Поэтому-то "переоценке постмодерна" подвергаются сегодня все имеющиеся у мира в наличии ценности. И ни одна из общечеловеческих ценностей не войдет в новый мир, пока не пролезет в игольные уши постмодерна, пока не пройдет эту последнюю проверку на абсолютность и универсальность. Постмодерн съест все. А все, что останется после его большого прожорища, и окажется настоящим.

Потому и тот китайский паноптикум "императорских животных" - квазилиберальных, квазиконсервативных, квазицерковных, квазикультурных и всяких иных причудливых тварей постмодерна, которые вдруг заскакали и запрыгали вокруг нас, - неизбежность, которую не стоит ни недооценивать, ни презирать.
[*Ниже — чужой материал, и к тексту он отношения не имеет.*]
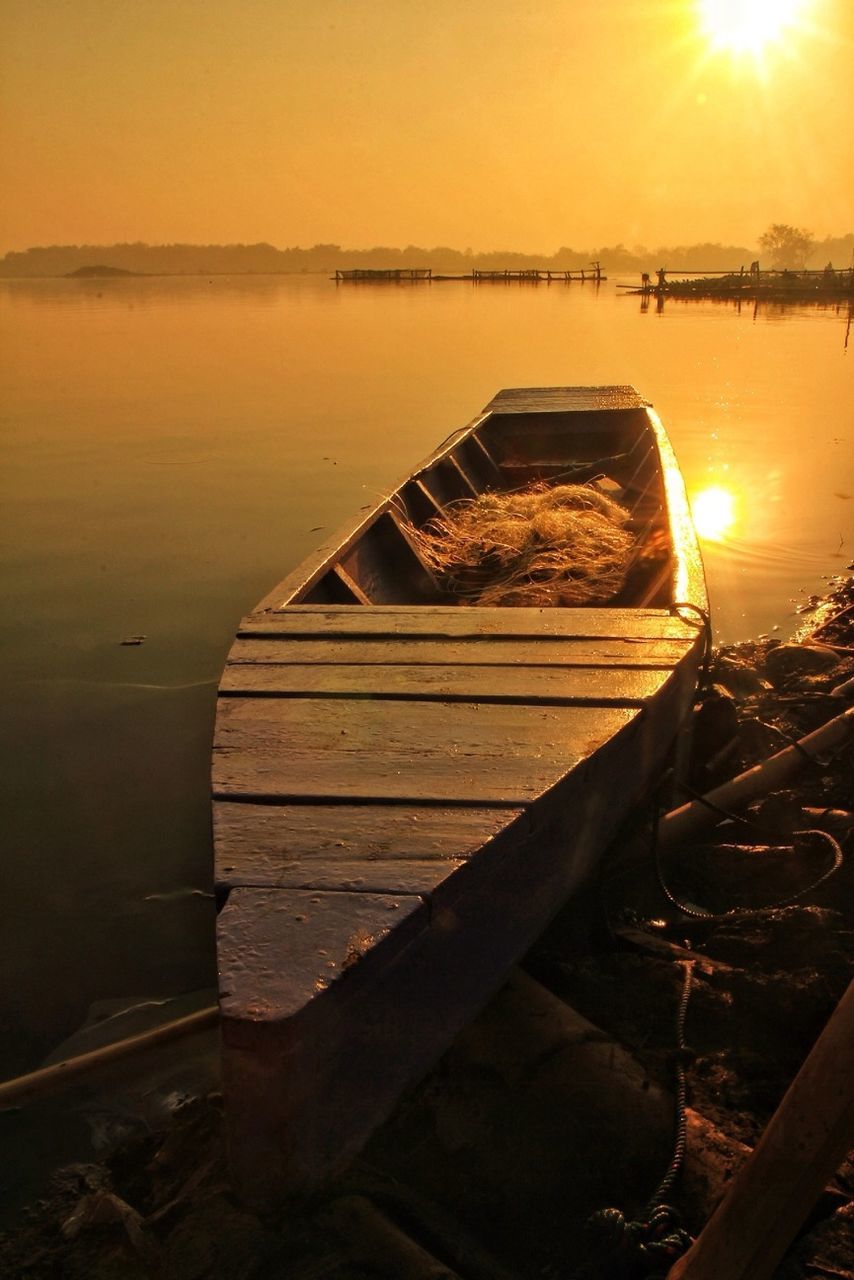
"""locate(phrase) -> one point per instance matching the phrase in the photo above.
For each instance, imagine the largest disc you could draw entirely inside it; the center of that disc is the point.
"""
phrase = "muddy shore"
(539, 1144)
Мы, как новые Адамы нового мира, должны принять их как данность, вглядевшись в каждое из этих чудищ внимательно и строго, и, лишь распознав сущность каждого, дать ему имя. Твари и химеры, не имеющие в себе логоса, при этом должны будут рассыпаться, а мыслящие о себе кое-как занять в новой иерархии ценностей свои достойные и скромные ниши. И ни одной нельзя пренебречь, ни одну оставить без внимания. Ибо всякая здешняя тварь, сколь бы причудлива, неожиданна или, наоборот, узнаваема она ни была, может оказаться и уклончивым демоном, и заблудшей овцой, и забывшимся ангелом.

И еще одно необходимо помнить. Ни нации, ни государства, ни геополитика, ни культуры, ни даже религии не будут более иметь в новом мире былого значения и смысла. Ибо все они - вещи, хотя и весьма достойные, но относительные. Есть, в конце концов, в Божьей Вселенной лишь две абсолютные реальности, укорененные в вечности, - это личность (которую следует понимать не как замкнутую на себя индивидуальность, а, скорее, как способность узнать Другого) и Церковь (которую опять же следует понимать, скорее, не как консервативный общественный институт, а как встречу и связь с Другим). Вот эти две космические реальности и станут, по-видимому, главным предметом рефлексии нового мира.

Ибо человек стал взрослым и вышел из родительского дома национальных культур, обществ, государств, законов, религий. Человека более не удовлетворяют истины, переданные ему тихоречивыми старцами, он ищет своей встречи, он хочет знать сам, он мечтает найти свою и только свою любовь. Свою культуру, свою историю, свою нацию, весь мир и само время человек отныне заключает в самом себе и с этим багажом отправляется в свое большое космическое путешествие в новом Ковчеге - в поисках себя и того Другого, который мог бы стать его вечной связью и жизнью. Эта таинственная Встреча, в ожидании которой застыл скептический и ироничный постмодерн - жрец и шут нового мира, и есть искомая его основа, его единственное событие и его разрешение.